Итак, в действие вступает такой аспект, как сказочное волшебство. Что же это такое, и чем оно отличается от магии большинства миров “фэнтэзи”? Мне кажется, ключом к сказочному волшебству в определенной степени может служить толкиеновское словечко “Фэери”, которым в эссе “О волшебных историях” обозначается и сама волшебная страна, и её обитатели, и то, что писатель называет “Чарами”, - как вы помните, эльфийские чары – это не столько магия в людском, оккультном, технологическом понимании, сколько абсолютная способность к творчеству, способность создавать вторичную реальность и давать ей жизнь. Если сравнить мифы и сказки разных народов, то почти у каждого из них можно найти определённый тип персонажей, во многом подобных толкиеновским эльфам, которые достаточно сильно отличаются от разного рода хтонических и стихийных существ: гномов, троллей, леших, кикимор и т.д. Иногда это целый народ, иногда персонажи, действующие сами по себе, но все они наделены чудодейственными свойствами, как то:

- бессмертие (или очень долгая жизнь);

- сверхчеловеческая мудрость и прозорливость, способность видеть и предсказывать будущее;

- неземная красота и благородство;

- высочайшее совершенство во владении разного рода искусствами: поэзией, музыкой, танцами, шитьём, ювелирным, кузнечным, кулинарным и прочими ремёслами;

- близость к природе, умение понимать и подчинять себе животных, растения и стихии;

- владение волшебством, которое основано не на приобретённых знаниях и умениях, а присуще им естественным образом, как речь или дыхание.

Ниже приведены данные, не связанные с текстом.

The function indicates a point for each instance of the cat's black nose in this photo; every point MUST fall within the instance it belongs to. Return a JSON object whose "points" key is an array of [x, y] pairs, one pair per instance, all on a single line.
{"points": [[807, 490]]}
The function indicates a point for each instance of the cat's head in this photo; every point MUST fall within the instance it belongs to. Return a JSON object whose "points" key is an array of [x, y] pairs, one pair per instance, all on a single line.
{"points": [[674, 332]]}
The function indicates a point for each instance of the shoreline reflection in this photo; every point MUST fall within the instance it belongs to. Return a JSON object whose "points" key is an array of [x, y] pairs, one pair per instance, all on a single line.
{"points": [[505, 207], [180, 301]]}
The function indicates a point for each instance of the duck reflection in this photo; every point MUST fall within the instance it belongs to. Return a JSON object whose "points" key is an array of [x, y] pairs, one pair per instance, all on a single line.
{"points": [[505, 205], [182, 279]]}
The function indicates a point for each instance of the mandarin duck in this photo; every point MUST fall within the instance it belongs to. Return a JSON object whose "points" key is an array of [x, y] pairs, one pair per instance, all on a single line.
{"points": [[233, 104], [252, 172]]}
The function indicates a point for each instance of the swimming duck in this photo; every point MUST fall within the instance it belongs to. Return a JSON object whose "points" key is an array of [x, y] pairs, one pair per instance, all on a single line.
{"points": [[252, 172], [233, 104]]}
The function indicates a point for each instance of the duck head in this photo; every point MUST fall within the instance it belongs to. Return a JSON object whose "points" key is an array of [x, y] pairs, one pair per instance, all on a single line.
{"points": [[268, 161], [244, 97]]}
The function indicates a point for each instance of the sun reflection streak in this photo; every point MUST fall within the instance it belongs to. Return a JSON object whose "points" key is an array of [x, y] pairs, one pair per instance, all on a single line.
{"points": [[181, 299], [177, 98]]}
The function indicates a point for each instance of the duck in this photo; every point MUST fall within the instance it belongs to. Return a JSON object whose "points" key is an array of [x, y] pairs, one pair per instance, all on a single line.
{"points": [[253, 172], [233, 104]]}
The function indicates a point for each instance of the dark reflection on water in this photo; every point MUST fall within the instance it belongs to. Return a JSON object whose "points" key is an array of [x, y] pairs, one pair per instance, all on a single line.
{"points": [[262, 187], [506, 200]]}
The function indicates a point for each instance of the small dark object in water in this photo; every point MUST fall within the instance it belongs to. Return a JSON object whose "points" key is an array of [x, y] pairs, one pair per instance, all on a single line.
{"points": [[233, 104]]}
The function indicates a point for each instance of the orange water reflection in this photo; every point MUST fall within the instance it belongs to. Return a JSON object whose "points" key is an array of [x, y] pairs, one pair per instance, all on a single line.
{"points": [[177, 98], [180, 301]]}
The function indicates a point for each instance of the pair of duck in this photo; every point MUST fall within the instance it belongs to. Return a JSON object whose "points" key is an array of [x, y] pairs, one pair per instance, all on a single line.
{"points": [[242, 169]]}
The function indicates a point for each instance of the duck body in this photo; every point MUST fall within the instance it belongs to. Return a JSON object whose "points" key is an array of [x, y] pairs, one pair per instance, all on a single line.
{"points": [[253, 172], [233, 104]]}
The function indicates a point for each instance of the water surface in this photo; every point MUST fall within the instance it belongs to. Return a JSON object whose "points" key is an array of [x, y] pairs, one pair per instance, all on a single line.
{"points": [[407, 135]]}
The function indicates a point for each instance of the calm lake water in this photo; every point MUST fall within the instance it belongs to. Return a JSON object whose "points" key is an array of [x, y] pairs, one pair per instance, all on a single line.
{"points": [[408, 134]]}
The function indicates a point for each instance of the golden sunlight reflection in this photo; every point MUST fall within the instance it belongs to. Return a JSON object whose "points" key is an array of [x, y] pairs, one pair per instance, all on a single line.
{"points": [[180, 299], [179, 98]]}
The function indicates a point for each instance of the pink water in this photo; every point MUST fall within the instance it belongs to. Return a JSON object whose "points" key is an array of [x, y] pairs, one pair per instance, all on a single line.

Прежде всего - это не боги, хотя мифологии некоторых народов и отождествляют их с богами и полубогами. Трудно причислить их и к персонифицированным духам природы, так как они, как правило, не связаны напрямую ни с одной из стихий, хотя находятся в дружбе, пожалуй, со всеми. Это также не обычные люди, искушённые в колдовстве, ибо магия Волшебной страны сильно отличается от людского оккультизма (я бы даже сказала - диаметрально ему противоположна).

Как правило, жизнь этих персонажей тесно связана с некой “блаженной” страной, подобием земного рая. Таковы “Острова Блаженных” в кельтской мифологии, которые средневековая легенда о Святом Брандане, перекликающаяся с ирландским преданием о плавании Брана, напрямую отождествляет с раем; Остров Буян или чудесное “тридевятое царство”, место обитания сказочной королевны. Но это не святые в христианском понимании, несмотря на многочисленные совпадения и сходства: Святая Феврония Муромская очень напоминает мудрых дев русских народных сказок (или они напоминают её), а Рождественского Деда на Западе зовут Санта Клаус (то есть Святой Николай).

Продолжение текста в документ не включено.